Srs. Deputados, entendamo-nos: haja coerência! Não se pode invocar às segundas-feiras um argumento que à terça-feira se despe, à sexta-feira se enverga e no sábado se despe outra vez!

Vozes.

O Sr. José Magalhães (PCP): - É impossível! Mais ainda: as dificuldades de diálogo directo, no caso concreto da Madeira e, em particular, com o Ministério das Finanças, são descomunais e colossais. A eliminação do Ministro da República não funcionaria, seguramente, como lubrificante para o reforço das relações dialógicas entre o Ministério das Finanças e o Governo Regional, até porque o que muitas vezes tolhe essa diologia é o facto de a situação, por exemplo, da região da Madeira ser, desse ponto de vista, ruinosa. É extremamente difícil encontrar uma solução que dê resposta aos défices crónicos e às pretensões de um Governo Regional que pretende reequilibrar-se a si próprio à custa, de resto, do sacrifício de prerrogativas da autonomia regional.

A segunda "razão" invocada pelos defensores da proposta é a de que "os Ministros da República vêm implicando despesas e encargos dispensáveis à Nação e burocratizam por acréscimo a Administração Pública, bem como os normais canais de relacionamento entre o Estado e as regiões autónomas".

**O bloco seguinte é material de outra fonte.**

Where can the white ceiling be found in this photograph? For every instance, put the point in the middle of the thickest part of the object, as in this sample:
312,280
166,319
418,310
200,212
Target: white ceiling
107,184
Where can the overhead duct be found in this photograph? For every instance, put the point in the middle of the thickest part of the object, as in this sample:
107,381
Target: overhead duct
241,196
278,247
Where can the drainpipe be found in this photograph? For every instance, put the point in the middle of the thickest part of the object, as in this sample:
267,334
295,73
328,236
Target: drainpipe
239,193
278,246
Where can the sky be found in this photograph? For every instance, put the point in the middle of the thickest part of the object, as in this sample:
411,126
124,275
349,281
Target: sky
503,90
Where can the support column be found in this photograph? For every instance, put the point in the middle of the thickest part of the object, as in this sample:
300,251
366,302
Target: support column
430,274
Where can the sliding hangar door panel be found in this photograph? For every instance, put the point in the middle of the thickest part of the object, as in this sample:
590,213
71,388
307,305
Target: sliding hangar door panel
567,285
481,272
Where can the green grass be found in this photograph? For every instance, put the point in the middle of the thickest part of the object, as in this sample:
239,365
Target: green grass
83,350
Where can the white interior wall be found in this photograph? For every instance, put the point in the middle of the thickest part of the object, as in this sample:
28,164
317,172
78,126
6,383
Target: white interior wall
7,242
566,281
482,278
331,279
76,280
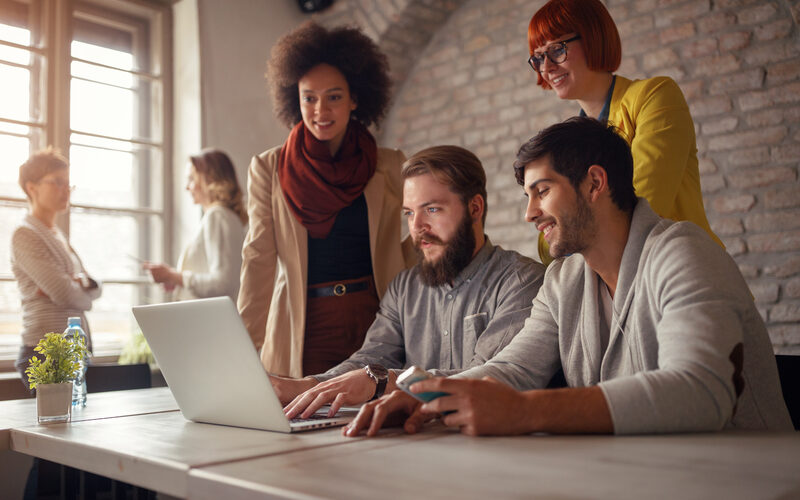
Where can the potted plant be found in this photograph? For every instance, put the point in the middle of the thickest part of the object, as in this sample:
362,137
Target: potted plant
52,377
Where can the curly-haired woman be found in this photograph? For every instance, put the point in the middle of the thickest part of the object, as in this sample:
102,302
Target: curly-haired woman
324,236
209,265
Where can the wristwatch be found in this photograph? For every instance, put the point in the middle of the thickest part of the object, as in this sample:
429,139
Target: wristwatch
380,375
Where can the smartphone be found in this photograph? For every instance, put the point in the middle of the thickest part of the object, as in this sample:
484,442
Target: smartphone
413,375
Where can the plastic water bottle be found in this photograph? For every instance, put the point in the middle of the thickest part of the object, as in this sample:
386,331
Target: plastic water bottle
79,384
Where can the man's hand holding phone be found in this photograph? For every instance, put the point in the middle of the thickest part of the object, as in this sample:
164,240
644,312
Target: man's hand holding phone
393,408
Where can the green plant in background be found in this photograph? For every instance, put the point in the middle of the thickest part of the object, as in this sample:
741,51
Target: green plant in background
62,357
136,351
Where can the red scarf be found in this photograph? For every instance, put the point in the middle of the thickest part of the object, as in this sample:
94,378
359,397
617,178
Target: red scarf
317,185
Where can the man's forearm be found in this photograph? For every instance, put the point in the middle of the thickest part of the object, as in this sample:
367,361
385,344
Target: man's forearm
578,410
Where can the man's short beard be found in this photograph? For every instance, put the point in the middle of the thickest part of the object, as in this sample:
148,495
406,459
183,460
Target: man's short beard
457,255
577,230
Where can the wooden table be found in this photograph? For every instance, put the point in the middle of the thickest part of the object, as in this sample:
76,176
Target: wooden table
18,414
448,465
160,450
157,450
22,412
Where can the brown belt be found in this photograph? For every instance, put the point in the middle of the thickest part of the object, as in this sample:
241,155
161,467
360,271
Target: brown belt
338,289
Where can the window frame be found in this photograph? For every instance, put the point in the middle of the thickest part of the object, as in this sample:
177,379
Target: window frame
150,22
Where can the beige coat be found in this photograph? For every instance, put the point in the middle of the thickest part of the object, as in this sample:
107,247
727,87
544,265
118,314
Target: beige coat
272,298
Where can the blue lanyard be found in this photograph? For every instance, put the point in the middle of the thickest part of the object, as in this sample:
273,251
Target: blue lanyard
603,117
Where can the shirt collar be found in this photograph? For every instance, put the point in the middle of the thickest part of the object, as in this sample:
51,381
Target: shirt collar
603,116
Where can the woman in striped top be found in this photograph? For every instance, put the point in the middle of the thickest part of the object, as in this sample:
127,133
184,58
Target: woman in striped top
52,281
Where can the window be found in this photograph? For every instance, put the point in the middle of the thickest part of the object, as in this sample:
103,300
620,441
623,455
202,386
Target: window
89,78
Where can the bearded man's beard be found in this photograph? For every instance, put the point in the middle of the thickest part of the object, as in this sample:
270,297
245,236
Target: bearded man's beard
457,255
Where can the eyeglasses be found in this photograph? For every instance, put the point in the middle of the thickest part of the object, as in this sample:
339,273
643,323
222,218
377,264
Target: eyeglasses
59,183
556,52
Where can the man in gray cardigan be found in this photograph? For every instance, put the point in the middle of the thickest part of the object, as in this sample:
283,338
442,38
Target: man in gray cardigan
651,320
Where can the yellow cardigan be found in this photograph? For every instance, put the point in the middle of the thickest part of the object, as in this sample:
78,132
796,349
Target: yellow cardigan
653,117
272,298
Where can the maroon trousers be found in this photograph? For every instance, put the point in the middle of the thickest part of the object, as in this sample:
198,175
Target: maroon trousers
336,325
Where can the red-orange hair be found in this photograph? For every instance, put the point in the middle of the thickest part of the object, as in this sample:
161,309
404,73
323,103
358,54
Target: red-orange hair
589,19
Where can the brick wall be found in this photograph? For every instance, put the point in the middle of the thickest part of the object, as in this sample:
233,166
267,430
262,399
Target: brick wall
737,61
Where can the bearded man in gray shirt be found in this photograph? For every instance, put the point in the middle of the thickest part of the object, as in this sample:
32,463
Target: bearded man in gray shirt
456,309
650,319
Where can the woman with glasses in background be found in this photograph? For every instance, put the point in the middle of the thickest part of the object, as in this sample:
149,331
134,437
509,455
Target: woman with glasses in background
324,237
52,282
575,49
210,264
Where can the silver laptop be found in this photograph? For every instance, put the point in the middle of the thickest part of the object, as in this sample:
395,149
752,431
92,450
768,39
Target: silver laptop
213,369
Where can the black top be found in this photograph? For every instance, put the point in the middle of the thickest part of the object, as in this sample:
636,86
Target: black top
344,254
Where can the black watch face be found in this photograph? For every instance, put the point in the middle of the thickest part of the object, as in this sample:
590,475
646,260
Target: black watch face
379,371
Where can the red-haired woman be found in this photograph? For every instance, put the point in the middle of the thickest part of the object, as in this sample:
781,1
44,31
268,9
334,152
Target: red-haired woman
575,49
324,237
209,265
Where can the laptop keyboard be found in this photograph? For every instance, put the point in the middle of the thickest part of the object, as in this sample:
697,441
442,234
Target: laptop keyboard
316,416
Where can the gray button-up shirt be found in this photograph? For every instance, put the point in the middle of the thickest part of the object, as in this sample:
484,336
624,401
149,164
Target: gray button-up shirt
449,328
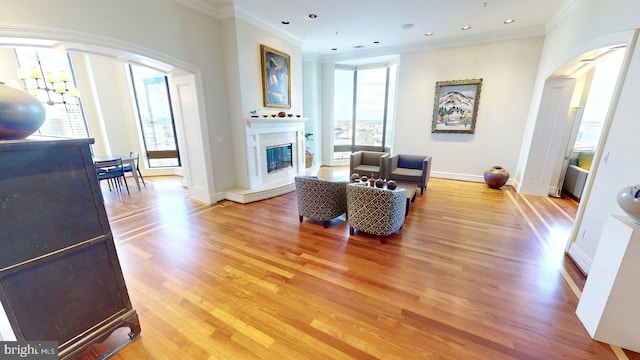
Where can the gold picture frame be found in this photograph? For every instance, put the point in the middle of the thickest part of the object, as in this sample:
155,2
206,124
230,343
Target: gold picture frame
276,78
455,106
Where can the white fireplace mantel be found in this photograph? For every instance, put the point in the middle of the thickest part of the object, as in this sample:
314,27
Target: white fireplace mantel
264,132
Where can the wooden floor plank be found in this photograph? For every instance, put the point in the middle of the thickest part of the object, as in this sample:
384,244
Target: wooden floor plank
475,273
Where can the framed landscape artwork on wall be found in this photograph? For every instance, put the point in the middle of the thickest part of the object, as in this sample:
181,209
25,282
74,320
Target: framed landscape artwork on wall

Srs. Deputados, o argumento dos custos dos Ministros da República não pode francamente ser tido em conta, porque esses custos (que, de resto, são extremamente modestos face aos custos de alguns dislates de má administração financeira dos governos regionais e, em particular, o Governo Regional da Madeira) são ínfimos. Basta fazer a análise dos custos e do défice e da progressão respectiva, a ratio Ministro da República/défices (resultantes designadamente de operações eleiçoeiras da Região Autónoma da Madeira), para se perceber perfeitamente qual é a normal correlação de valores e a monstruosa inversão que o argumento opera. O argumento da poupança é francamente de nenhuma valia e, de resto, aparece tão perifericamente que, curiosamente, os Srs. Deputados tiveram aqui o cuidado de o deitar fora. De facto, vem na petição da Região Autónoma da Madeira a p. 4 do respectivo documento, mas VV. Exas. tiveram o cuidado de o omitir, porque é realmente desastroso.